Rillettes, grillons, pâtés, boudins, saucisses et saucissons mettent en valeur les qualités combinées de la chair et du lard. Son appellation vient des deux tâches noires qui recouvrent sa tête et sa croupe. Aujourd’hui, cette race fait partie des races locales en voie de disparition qui bénéficient d’un programme de sauvegarde.

La Pomme du Limousin

La pomme du Limousin est la seule en France a avoir obtenu une Appellation d’Origine Protégée (AOP) qui garantit une authenticité liée à son terroir.

C’est dans l’Antiquité que les Romains plantèrent les premiers pommiers en Limousin, mais c’est Turgot qui en fit la promotion au XVIIIe siècle, après qu’un fermier lui eut offert une de ces pommes.

Cultivée sur les hautes terres du Limousin, entre 300 et 500 m d’altitude par 320 producteurs sur 3 300 ha, la pomme du Limousin AOC-AOP a trouvé un terroir favorable à l’expression des caractéristiques parfois oubliées de la pomme : croquante, juteuse, très aromatique et juste ce qu’il faut de sucre mis en valeur par une pointe d’acidité. La situation des vergers sur les versants ensoleillés des plateaux du Haut Limousin joue un grand rôle sur la qualité gustative ainsi que sur la fermeté de la pomme.

La Fraise de Beaulieu sur Dordogne

Les atouts climatiques de Beaulieu-sur-Dordogne permettent une production de fraise de qualité. Pas moins de 400 tonnes de gariguettes sont produites chaque année. C’est une fraise de petite taille, savoureuse dès le début de sa récolte, et dont le goût rappelle celui des fraises des bois.

Ce fruit est fêté le second dimanche du mois de mai et rassemble 20000 visiteurs, des exposants gourmands et des producteurs de fraises…. Au programme : marché aux fraises, métiers de bouche, animations, balades en gabare… Et la célèbre tarte aux fraises géante de 8 m de diamètre, nécessitant 800 kg de fruits, préparée par les pâtissiers du village!

La Framboise de Concèze

Délicate et fragile, la framboise est cultivée sur Concèze, ainsi que sur les cantons de Lubersac et de Juillac.

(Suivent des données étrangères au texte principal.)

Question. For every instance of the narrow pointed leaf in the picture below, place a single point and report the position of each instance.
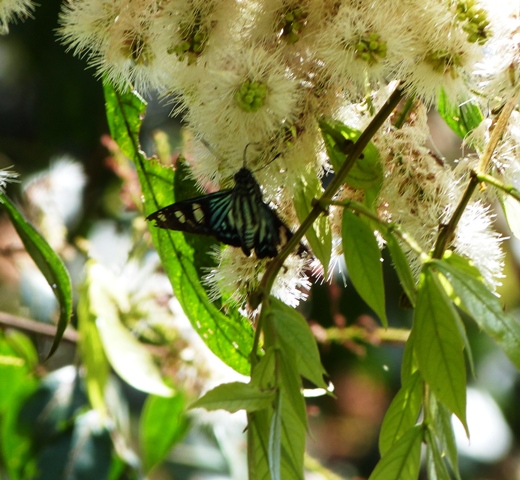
(295, 332)
(438, 344)
(435, 465)
(402, 267)
(402, 413)
(157, 436)
(319, 235)
(363, 259)
(235, 396)
(462, 117)
(403, 460)
(48, 262)
(275, 440)
(229, 335)
(483, 306)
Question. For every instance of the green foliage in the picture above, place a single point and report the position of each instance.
(438, 344)
(163, 423)
(228, 336)
(403, 460)
(319, 235)
(462, 118)
(48, 262)
(363, 259)
(367, 172)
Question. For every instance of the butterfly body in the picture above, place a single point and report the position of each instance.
(237, 217)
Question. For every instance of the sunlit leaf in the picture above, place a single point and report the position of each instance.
(296, 333)
(235, 396)
(363, 259)
(95, 362)
(226, 332)
(435, 465)
(258, 444)
(402, 413)
(462, 117)
(275, 439)
(319, 235)
(157, 436)
(438, 344)
(402, 267)
(403, 460)
(48, 262)
(442, 428)
(482, 305)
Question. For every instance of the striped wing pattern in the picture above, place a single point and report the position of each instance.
(237, 217)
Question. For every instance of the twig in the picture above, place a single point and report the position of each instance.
(32, 326)
(337, 182)
(376, 336)
(447, 231)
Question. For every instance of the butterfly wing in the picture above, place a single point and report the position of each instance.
(206, 215)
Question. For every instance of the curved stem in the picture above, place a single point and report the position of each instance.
(376, 123)
(447, 232)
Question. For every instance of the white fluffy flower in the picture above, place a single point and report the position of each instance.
(12, 10)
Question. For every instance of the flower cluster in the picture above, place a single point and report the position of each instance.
(262, 72)
(12, 10)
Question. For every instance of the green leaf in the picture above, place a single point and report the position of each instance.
(319, 235)
(262, 375)
(257, 444)
(295, 332)
(438, 344)
(367, 173)
(95, 362)
(275, 439)
(511, 207)
(290, 380)
(157, 436)
(402, 413)
(402, 267)
(227, 333)
(403, 460)
(482, 305)
(462, 118)
(435, 465)
(90, 440)
(235, 396)
(408, 364)
(293, 441)
(363, 259)
(48, 262)
(443, 431)
(128, 357)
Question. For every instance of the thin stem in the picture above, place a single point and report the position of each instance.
(509, 189)
(447, 232)
(385, 226)
(376, 336)
(32, 326)
(496, 134)
(337, 182)
(404, 113)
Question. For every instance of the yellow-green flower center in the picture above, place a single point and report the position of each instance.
(474, 20)
(251, 96)
(371, 48)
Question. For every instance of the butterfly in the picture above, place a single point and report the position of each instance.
(238, 217)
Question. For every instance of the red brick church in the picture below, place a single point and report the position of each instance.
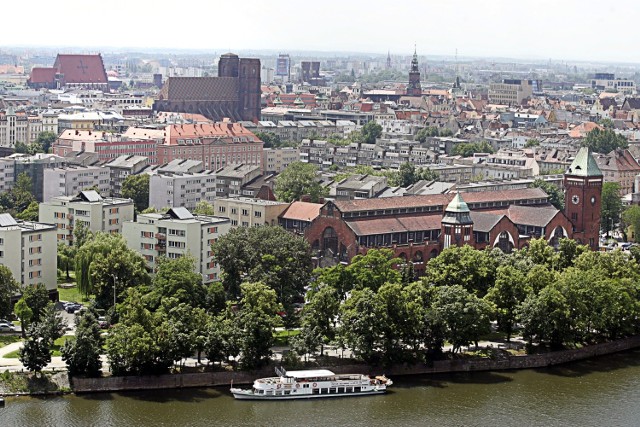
(79, 71)
(418, 228)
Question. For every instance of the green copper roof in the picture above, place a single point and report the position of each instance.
(457, 204)
(584, 164)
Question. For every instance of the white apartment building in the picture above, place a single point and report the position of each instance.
(97, 213)
(277, 159)
(175, 234)
(248, 212)
(29, 250)
(183, 189)
(71, 180)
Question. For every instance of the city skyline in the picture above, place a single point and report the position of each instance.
(568, 30)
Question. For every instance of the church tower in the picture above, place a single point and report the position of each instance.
(457, 225)
(414, 88)
(583, 198)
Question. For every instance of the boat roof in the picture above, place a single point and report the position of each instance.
(311, 373)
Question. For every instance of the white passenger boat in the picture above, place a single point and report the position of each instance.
(312, 384)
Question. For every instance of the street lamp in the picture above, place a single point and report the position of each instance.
(115, 278)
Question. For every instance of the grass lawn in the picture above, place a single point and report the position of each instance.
(56, 347)
(281, 338)
(71, 294)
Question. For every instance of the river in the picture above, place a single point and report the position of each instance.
(599, 392)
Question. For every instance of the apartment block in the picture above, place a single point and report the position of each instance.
(94, 211)
(249, 212)
(175, 234)
(71, 180)
(29, 250)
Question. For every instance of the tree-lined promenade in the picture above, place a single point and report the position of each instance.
(553, 298)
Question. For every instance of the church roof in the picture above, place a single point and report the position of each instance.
(81, 68)
(200, 89)
(584, 164)
(457, 204)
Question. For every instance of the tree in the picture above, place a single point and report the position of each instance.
(611, 208)
(177, 278)
(465, 316)
(509, 291)
(37, 299)
(8, 288)
(470, 268)
(604, 141)
(267, 254)
(299, 179)
(360, 320)
(631, 219)
(106, 262)
(370, 132)
(257, 317)
(82, 354)
(374, 269)
(556, 195)
(136, 187)
(46, 139)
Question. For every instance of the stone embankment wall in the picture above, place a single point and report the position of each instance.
(210, 379)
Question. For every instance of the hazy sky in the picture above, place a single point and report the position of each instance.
(547, 29)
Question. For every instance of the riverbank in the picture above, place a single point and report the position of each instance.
(499, 361)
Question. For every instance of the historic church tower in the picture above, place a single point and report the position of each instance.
(414, 88)
(583, 198)
(457, 225)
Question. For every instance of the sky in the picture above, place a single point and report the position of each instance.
(559, 30)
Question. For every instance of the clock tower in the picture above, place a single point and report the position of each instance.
(583, 198)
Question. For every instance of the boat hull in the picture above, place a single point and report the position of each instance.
(243, 395)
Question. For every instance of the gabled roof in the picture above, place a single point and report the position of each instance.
(200, 89)
(81, 68)
(584, 164)
(179, 213)
(302, 211)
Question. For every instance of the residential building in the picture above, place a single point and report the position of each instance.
(29, 250)
(71, 180)
(177, 233)
(231, 179)
(122, 167)
(249, 212)
(181, 189)
(277, 159)
(510, 91)
(216, 145)
(94, 211)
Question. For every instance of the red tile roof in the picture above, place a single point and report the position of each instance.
(392, 224)
(81, 68)
(302, 211)
(200, 89)
(42, 75)
(438, 199)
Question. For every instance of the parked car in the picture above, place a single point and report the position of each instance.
(7, 327)
(72, 307)
(102, 322)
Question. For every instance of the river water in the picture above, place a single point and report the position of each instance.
(600, 392)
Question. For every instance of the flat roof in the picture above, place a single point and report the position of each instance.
(311, 373)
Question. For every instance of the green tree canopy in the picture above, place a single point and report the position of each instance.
(604, 141)
(136, 187)
(267, 254)
(297, 180)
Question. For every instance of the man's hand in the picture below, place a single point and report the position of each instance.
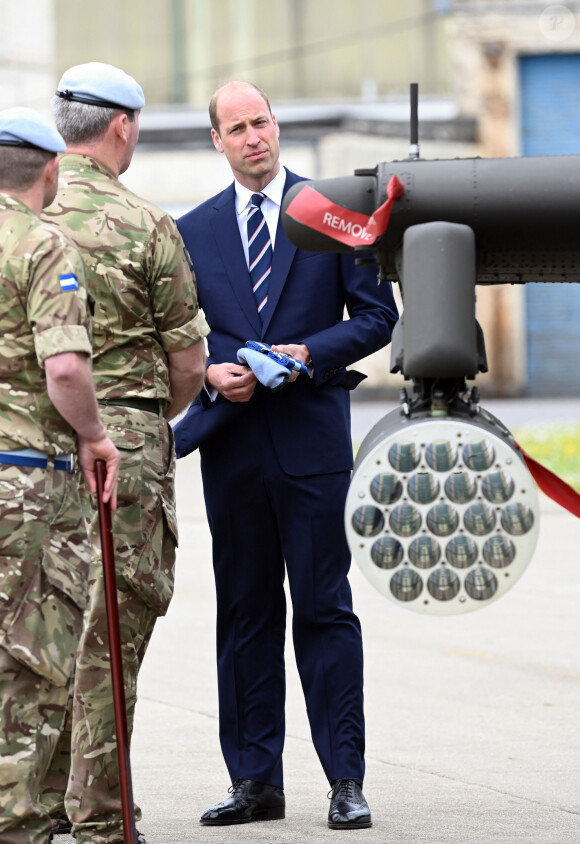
(89, 451)
(299, 351)
(234, 382)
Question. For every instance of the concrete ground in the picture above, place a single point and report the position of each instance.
(473, 721)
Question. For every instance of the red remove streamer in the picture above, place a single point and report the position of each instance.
(553, 486)
(316, 211)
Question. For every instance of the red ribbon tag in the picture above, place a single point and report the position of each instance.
(553, 486)
(316, 211)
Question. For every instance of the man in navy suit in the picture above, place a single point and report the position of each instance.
(276, 469)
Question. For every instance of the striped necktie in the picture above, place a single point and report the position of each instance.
(259, 251)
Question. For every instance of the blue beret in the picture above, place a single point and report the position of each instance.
(100, 84)
(24, 127)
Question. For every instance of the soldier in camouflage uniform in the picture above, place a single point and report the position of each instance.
(148, 363)
(48, 409)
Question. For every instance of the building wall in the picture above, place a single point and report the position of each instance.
(181, 50)
(26, 54)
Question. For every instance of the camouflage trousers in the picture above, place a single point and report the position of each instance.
(85, 770)
(44, 563)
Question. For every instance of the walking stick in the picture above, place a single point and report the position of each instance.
(129, 832)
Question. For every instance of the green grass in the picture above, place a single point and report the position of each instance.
(556, 446)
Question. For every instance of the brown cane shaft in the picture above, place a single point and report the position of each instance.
(129, 832)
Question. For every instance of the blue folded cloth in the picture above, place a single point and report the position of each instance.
(268, 371)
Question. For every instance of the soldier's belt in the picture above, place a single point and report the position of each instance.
(148, 405)
(32, 457)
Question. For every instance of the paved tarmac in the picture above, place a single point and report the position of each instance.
(473, 721)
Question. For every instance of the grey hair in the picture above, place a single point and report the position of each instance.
(20, 167)
(80, 123)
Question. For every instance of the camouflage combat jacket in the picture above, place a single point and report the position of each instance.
(43, 312)
(145, 300)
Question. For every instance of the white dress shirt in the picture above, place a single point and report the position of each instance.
(270, 207)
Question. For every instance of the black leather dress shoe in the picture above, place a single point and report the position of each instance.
(348, 807)
(249, 801)
(64, 827)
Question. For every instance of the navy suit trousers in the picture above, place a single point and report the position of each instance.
(265, 522)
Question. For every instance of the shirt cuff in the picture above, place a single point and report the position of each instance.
(180, 338)
(61, 339)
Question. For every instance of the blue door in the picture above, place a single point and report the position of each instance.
(550, 125)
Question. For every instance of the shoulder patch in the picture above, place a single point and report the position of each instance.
(69, 281)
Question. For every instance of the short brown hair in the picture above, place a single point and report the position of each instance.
(21, 167)
(213, 103)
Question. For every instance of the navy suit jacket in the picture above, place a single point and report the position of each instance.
(309, 419)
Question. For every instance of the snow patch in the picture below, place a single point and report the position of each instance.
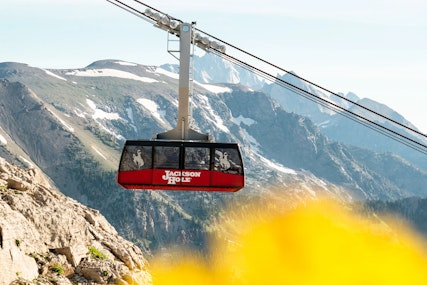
(3, 140)
(215, 88)
(63, 123)
(126, 63)
(212, 116)
(107, 72)
(100, 114)
(278, 166)
(54, 75)
(98, 152)
(152, 106)
(252, 141)
(241, 119)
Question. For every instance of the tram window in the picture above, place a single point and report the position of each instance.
(227, 160)
(197, 158)
(166, 157)
(135, 158)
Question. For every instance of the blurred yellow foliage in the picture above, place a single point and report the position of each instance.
(318, 243)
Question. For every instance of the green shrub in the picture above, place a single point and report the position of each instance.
(95, 253)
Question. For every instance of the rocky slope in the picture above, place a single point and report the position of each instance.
(48, 238)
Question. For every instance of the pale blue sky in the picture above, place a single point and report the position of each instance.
(374, 48)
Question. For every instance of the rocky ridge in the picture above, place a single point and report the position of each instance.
(48, 238)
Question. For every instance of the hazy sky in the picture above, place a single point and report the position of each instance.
(374, 48)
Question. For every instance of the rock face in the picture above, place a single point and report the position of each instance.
(48, 238)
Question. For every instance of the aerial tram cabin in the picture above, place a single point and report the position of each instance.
(181, 165)
(182, 158)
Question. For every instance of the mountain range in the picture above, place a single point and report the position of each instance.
(71, 124)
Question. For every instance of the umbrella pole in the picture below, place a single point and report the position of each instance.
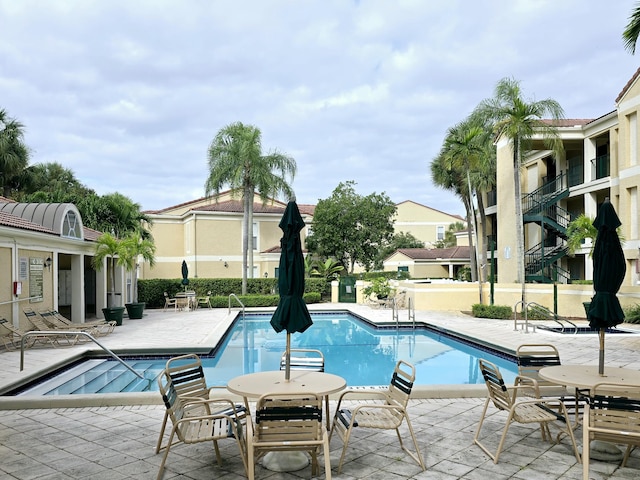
(287, 370)
(601, 361)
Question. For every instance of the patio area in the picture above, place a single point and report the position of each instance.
(106, 440)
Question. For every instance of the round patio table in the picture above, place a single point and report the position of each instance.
(254, 385)
(585, 377)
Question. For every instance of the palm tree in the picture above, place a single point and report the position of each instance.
(235, 158)
(108, 246)
(519, 122)
(14, 155)
(463, 151)
(130, 250)
(632, 30)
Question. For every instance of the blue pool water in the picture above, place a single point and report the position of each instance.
(362, 354)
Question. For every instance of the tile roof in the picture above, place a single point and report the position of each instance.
(626, 88)
(13, 221)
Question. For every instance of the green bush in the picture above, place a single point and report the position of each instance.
(492, 311)
(632, 313)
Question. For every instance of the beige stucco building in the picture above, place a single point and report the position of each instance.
(601, 160)
(207, 234)
(45, 263)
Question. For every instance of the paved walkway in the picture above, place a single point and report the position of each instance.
(67, 440)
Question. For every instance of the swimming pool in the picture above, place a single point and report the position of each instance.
(354, 349)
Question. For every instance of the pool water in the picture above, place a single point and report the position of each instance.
(354, 349)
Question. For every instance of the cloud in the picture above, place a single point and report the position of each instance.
(130, 94)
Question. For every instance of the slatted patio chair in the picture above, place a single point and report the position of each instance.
(205, 301)
(188, 380)
(288, 422)
(612, 414)
(542, 412)
(531, 357)
(170, 302)
(388, 414)
(98, 328)
(306, 359)
(194, 421)
(13, 340)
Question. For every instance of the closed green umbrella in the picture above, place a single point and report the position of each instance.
(291, 314)
(608, 274)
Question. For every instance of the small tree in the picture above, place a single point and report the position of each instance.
(108, 247)
(130, 250)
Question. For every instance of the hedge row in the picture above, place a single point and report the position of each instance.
(152, 291)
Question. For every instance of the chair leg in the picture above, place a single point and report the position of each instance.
(166, 454)
(416, 456)
(327, 457)
(164, 425)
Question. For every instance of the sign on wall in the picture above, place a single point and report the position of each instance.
(36, 274)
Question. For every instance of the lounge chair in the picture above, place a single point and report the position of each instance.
(188, 379)
(542, 412)
(204, 301)
(194, 422)
(389, 414)
(170, 302)
(531, 357)
(55, 340)
(287, 422)
(13, 340)
(612, 414)
(97, 328)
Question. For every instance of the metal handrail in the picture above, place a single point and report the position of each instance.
(66, 332)
(412, 312)
(39, 297)
(233, 295)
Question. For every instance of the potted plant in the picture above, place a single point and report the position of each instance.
(379, 287)
(108, 246)
(131, 249)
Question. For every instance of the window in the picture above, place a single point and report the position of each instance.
(71, 226)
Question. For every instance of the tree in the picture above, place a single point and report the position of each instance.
(352, 228)
(108, 247)
(519, 121)
(399, 240)
(131, 249)
(235, 159)
(632, 30)
(14, 155)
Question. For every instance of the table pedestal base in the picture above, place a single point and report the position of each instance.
(285, 461)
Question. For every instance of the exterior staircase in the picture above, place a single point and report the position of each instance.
(541, 207)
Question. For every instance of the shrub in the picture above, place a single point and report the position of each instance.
(632, 313)
(491, 311)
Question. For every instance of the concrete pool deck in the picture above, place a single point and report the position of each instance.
(54, 441)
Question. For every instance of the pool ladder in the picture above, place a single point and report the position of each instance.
(395, 314)
(49, 333)
(540, 308)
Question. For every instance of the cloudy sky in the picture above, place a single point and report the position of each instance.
(128, 94)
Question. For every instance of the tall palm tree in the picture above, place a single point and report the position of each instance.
(235, 159)
(14, 155)
(632, 30)
(131, 249)
(519, 122)
(449, 175)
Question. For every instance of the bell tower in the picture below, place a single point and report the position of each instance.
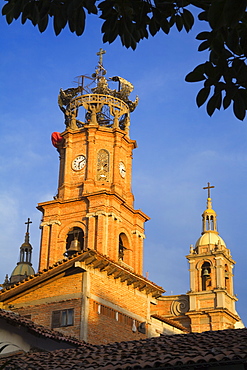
(211, 295)
(93, 208)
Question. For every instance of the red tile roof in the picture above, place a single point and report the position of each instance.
(226, 347)
(38, 330)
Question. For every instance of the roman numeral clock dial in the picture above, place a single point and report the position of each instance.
(79, 163)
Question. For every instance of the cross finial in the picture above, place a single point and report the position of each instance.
(28, 223)
(100, 53)
(208, 187)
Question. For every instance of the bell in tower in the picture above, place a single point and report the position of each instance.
(74, 242)
(211, 294)
(24, 266)
(94, 205)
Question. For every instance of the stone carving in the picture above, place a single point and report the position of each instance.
(180, 306)
(104, 106)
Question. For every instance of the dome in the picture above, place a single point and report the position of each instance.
(210, 237)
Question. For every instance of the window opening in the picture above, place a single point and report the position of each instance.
(62, 318)
(206, 276)
(74, 241)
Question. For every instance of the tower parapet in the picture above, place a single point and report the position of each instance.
(103, 105)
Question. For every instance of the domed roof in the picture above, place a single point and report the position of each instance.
(23, 269)
(210, 237)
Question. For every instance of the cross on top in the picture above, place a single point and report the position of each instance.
(208, 187)
(28, 223)
(100, 53)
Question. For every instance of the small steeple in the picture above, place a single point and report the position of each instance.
(209, 223)
(24, 267)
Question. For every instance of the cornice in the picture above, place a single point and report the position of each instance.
(84, 260)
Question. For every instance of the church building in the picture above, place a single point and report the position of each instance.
(90, 281)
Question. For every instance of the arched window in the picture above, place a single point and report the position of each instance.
(206, 276)
(74, 241)
(211, 223)
(227, 284)
(122, 247)
(103, 165)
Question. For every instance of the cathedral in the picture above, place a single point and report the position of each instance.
(90, 282)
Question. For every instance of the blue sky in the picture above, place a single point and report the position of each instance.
(180, 148)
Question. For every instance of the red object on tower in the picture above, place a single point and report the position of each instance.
(56, 139)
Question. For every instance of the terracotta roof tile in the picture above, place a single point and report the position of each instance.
(169, 352)
(67, 263)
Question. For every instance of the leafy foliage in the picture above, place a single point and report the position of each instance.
(224, 74)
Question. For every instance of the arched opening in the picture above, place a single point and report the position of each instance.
(211, 223)
(74, 241)
(122, 248)
(227, 278)
(103, 165)
(206, 276)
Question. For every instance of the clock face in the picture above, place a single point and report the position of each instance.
(79, 162)
(122, 169)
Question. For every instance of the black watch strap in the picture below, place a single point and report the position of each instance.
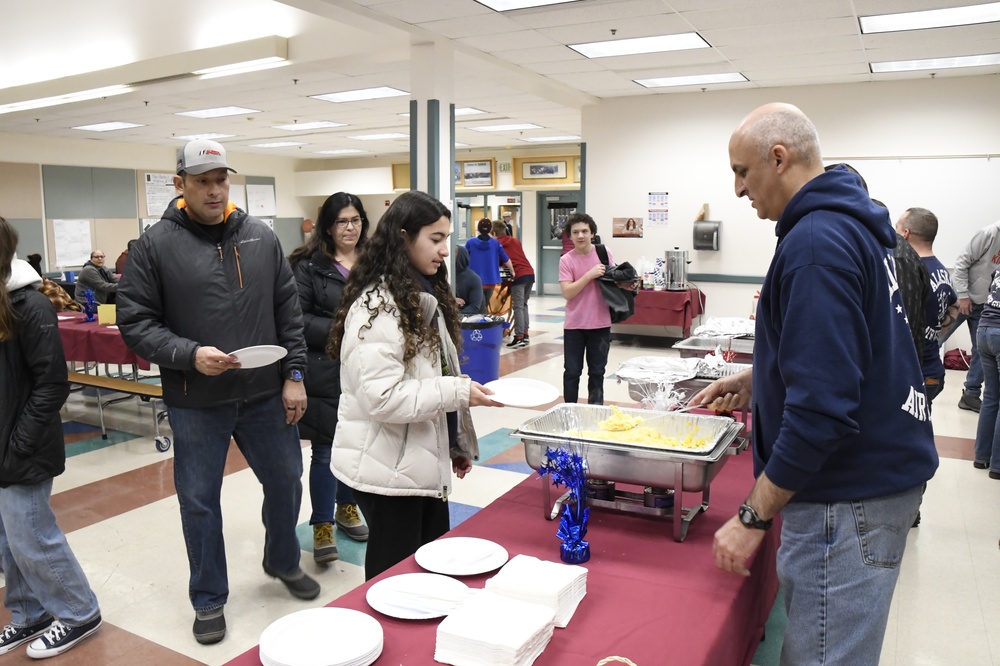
(750, 518)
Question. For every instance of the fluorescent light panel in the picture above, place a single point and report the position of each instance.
(241, 67)
(539, 139)
(376, 137)
(932, 18)
(83, 95)
(218, 112)
(505, 128)
(695, 80)
(207, 135)
(511, 5)
(107, 127)
(936, 63)
(277, 144)
(319, 124)
(361, 95)
(659, 44)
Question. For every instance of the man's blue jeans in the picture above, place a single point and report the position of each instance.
(271, 448)
(43, 577)
(838, 565)
(323, 485)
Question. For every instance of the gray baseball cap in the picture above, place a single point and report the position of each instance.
(201, 155)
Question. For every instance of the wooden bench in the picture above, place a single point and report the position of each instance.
(146, 392)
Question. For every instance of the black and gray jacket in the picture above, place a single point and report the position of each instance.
(184, 291)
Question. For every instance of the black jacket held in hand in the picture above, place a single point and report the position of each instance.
(183, 291)
(33, 388)
(320, 285)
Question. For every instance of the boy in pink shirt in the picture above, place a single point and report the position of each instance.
(587, 330)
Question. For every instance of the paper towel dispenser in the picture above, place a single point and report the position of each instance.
(706, 235)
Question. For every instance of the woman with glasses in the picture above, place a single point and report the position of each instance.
(321, 268)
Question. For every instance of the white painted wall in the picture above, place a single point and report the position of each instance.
(679, 143)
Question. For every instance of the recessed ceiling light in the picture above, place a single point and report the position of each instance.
(361, 95)
(107, 127)
(55, 100)
(319, 124)
(658, 44)
(206, 135)
(339, 151)
(218, 112)
(539, 139)
(936, 63)
(241, 67)
(696, 80)
(376, 137)
(931, 18)
(505, 128)
(511, 5)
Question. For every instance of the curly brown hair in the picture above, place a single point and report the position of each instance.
(384, 260)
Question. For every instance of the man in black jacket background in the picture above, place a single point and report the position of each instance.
(205, 281)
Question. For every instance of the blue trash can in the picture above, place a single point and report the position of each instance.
(480, 355)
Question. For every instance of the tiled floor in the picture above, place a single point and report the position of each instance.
(117, 505)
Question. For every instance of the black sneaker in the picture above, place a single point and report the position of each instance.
(970, 402)
(297, 582)
(210, 626)
(12, 637)
(61, 637)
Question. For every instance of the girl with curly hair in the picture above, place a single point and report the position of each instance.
(404, 423)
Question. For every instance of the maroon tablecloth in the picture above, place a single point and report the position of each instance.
(667, 308)
(85, 341)
(649, 598)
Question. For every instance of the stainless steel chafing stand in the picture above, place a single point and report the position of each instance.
(679, 470)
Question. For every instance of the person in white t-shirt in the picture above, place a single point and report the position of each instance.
(587, 330)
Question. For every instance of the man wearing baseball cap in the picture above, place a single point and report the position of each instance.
(206, 281)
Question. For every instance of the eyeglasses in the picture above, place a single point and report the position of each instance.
(343, 222)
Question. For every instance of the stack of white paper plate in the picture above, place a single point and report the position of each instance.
(322, 637)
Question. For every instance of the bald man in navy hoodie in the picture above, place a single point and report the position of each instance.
(843, 444)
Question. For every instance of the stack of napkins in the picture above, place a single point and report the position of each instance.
(492, 630)
(552, 584)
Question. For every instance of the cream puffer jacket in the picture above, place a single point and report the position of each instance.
(392, 431)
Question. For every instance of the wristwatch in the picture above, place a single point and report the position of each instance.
(749, 518)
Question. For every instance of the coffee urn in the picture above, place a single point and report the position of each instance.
(676, 267)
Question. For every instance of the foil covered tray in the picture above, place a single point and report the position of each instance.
(579, 424)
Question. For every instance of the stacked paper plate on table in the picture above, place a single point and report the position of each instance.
(558, 586)
(493, 630)
(322, 637)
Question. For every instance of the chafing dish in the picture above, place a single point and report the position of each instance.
(671, 469)
(741, 347)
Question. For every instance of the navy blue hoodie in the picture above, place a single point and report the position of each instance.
(839, 410)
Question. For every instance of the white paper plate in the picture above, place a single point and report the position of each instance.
(417, 596)
(322, 637)
(259, 356)
(520, 392)
(461, 556)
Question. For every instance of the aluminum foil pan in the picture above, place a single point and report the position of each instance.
(559, 422)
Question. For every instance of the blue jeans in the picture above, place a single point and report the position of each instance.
(838, 564)
(271, 448)
(43, 577)
(974, 377)
(595, 343)
(323, 486)
(520, 293)
(988, 434)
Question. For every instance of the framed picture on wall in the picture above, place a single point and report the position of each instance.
(531, 170)
(477, 174)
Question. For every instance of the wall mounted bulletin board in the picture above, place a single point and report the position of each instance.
(478, 173)
(556, 170)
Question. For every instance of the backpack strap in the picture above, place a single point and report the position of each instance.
(602, 253)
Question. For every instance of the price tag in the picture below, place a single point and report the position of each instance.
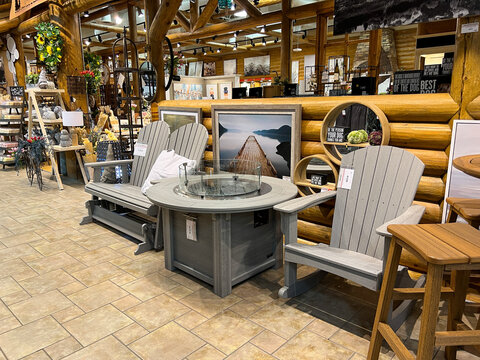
(191, 229)
(345, 178)
(140, 149)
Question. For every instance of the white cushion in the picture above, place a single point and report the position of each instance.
(166, 166)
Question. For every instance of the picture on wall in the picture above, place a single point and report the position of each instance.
(187, 91)
(465, 135)
(176, 117)
(266, 134)
(357, 16)
(209, 69)
(230, 67)
(259, 65)
(225, 90)
(211, 91)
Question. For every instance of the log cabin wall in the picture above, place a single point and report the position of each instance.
(418, 123)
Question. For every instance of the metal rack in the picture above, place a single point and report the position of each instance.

Bien que ramassées manuellement, au rythme d’environ 3 kg par heure, 800 tonnes de ce fruit sont produites chaque année par 220 producteurs, essentiellement composés en structures familiales.

La Fête de la framboise à Concèze réunit chaque année de nombreux visiteurs et producteurs autour de fruits bio, de liqueurs, sirops, vinaigres, confitures ou gelées de framboises, d’ateliers de cuisine et dégustations. En 1997, Concèze entre dans le Guinness des records avec la plus grande tarte à la framboise du monde.

La Myrtille des Monédières

Les myrtilliers poussent spontanément dans les Monédières, grâce au climat de montagne et à la nature des sols de la Corrèze. Fruits de l’agriculture biologique depuis des centaines d’années, les arbres ne nécessitent ni engrais, ni amendement, seulement une taille tous les cinq ou dix ans au besoin.

Les zones de cueillette sont parcourues l’automne et l’hiver par un troupeau de moutons suffisant pour entretenir le milieu sans le dégrader. Opération délicate, la cueillette a lieu les matins d’été, à la main, à l’aide d’un peigne…

Le village de Chaumeil fête ce petit fruit à la saveur douce et légèrement sucrée autour d’une tarte géante et d’un repas champêtre.

La Châtaigne

Depuis toujours le Limousin est placé sous le signe du châtaignier ; la région a d'ailleurs pris pour symbole officiel sa feuille dentelée. "L'arbre à pain" et son fruit ont assuré pendant des siècles la base alimentaire et économique des habitants.

Le châtaignier occupait au début du XVIIIe siècle 40% des terres du Limousin. Il se concentre aujourd'hui en Corrèze et dans le sud de la Haute-Vienne : c'est le Pays des Feuillardiers. L'Association du Marron et du Châtaignier basée à Dournazac en Haute-Vienne assure la défense et la promotion de ce fruit ; elle a donné naissance à la "Confrérie des Francs Goûteurs de Châtaignes" qui assure le renouveau de la châtaigne dans la cuisine.